DENIS WALKER: Yeah, I agree:

ELVIS VELEA: The data registered in the RIPE database becomes outdated and stale, a lot of the remains after this has been modified or deleted, a lot of that data is also personal data so I think if you come up with a solution to delete ‑‑ maybe I don't know require the LIR to confirm the object is in the database, i.e. 6 numb, route route, ROA, whatever it's still needed, once a year, once every five years, we will figure out a way but I think we need to somehow find a way to clean the database because it's full of objects that was created in 1995 and have not been used since 1996.

DENIS WALKER: Well you can't be sure it hasn't been used. It might actually still be in use and perfectly valid. There are objects that have been there 20 years.

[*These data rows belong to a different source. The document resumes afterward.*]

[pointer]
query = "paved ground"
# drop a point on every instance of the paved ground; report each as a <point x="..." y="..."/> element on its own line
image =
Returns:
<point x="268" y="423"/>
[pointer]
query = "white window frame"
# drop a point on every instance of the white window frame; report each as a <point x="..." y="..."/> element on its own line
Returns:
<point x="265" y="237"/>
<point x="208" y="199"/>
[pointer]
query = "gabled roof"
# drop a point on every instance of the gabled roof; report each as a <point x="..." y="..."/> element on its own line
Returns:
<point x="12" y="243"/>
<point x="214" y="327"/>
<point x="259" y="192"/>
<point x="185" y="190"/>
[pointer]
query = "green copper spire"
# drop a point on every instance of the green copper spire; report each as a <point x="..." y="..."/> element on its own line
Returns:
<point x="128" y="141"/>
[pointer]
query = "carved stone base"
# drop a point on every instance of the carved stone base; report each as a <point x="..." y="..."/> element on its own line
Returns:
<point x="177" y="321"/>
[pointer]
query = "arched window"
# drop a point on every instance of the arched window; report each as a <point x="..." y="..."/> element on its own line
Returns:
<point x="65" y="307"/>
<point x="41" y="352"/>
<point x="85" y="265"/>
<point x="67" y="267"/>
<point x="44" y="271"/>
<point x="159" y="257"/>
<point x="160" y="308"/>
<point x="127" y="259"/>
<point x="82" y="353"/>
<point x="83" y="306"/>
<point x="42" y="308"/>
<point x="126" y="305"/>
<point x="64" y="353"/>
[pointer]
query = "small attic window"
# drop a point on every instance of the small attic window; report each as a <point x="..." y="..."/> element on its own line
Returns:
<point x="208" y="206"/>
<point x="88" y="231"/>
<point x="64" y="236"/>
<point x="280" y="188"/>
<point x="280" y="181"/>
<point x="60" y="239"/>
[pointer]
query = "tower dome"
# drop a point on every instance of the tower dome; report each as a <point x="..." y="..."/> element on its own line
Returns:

ELVIS VELEA: Still update and still valid and still needed in the RIPE database ‑‑

DENIS WALKER: I think following on from Leo has just said, if we are going to start asking all our members to annually confirm that all their objects in the RIPE database are still valid and should still be there, I think you had better put your hard hat on and duck while the bricks are flying.

ELVIS VELEA: If you don't do it once a year you do when RAC happens ‑‑

DENIS WALKER: I take your point.

SPEAKER: Matthias. So I do acknowledge that removing full addresses for individuals, that makes sense from a privacy perspective. However, we need to keep in mind that there are multiple people Working Group the same name and at least having something like a city or something on there might help identifying who is actually meant by the object. I do believe that RIPE actually removed the address line on at least some organisations owned by people. So, yeah, that might be a compromise and make sense to do

DENIS WALKER: Thank you.

CYNTHIA REVSTROM: I just want to clarify I think while yes, it does make it difficult to identify which exact person it is, I think it's kind of the point, we don't want you to be able to identify one exact person because it's just contact information, not information meant to identify an individual. Thank you.


PETER HESSLER: I did want to comment on that specifically. So as you know I mentioned on the mailing list I am keeping my address private for personal safety reasons. I personally have no issues with RIPE NCC having my home address as private registration information and then keeping it private internally. I also generally don't have a problem with having a city or regional information available, so I could be identified as being that Peter Hessler for other questions in other searches that could be made based on that.


PETER HESSLER: So I feel my, especially living in Berlin, you know, quite a few million people living in ‑‑

DENIS WALKER: If you lived in a little village that might be a different situation

PETER HESSLER: True. And there should be a balance between the two and I'm not entirely sure the best way of doing that. Peter Hessler Germany could be some and having a unique identifier, somebody who needs to go to the RIPE NCC for more information could provide and if they have a valid warrant or other reasonable information, then they could get it.

DENIS WALKER: Thank you. So ‑‑

WILLIAM SYLVESTER: We have one question online and we are going to wrap up, this is Florence from MPI regarding the get a warrant, please keep the possibility to publish public contact data as I prefer to get a call from the police, writing in with a warrant in taking all devices with them, which is what police do in Germany when they get a warrant on IT crime.



DENIS WALKER: Please keep your comments and thoughts coming, thank you.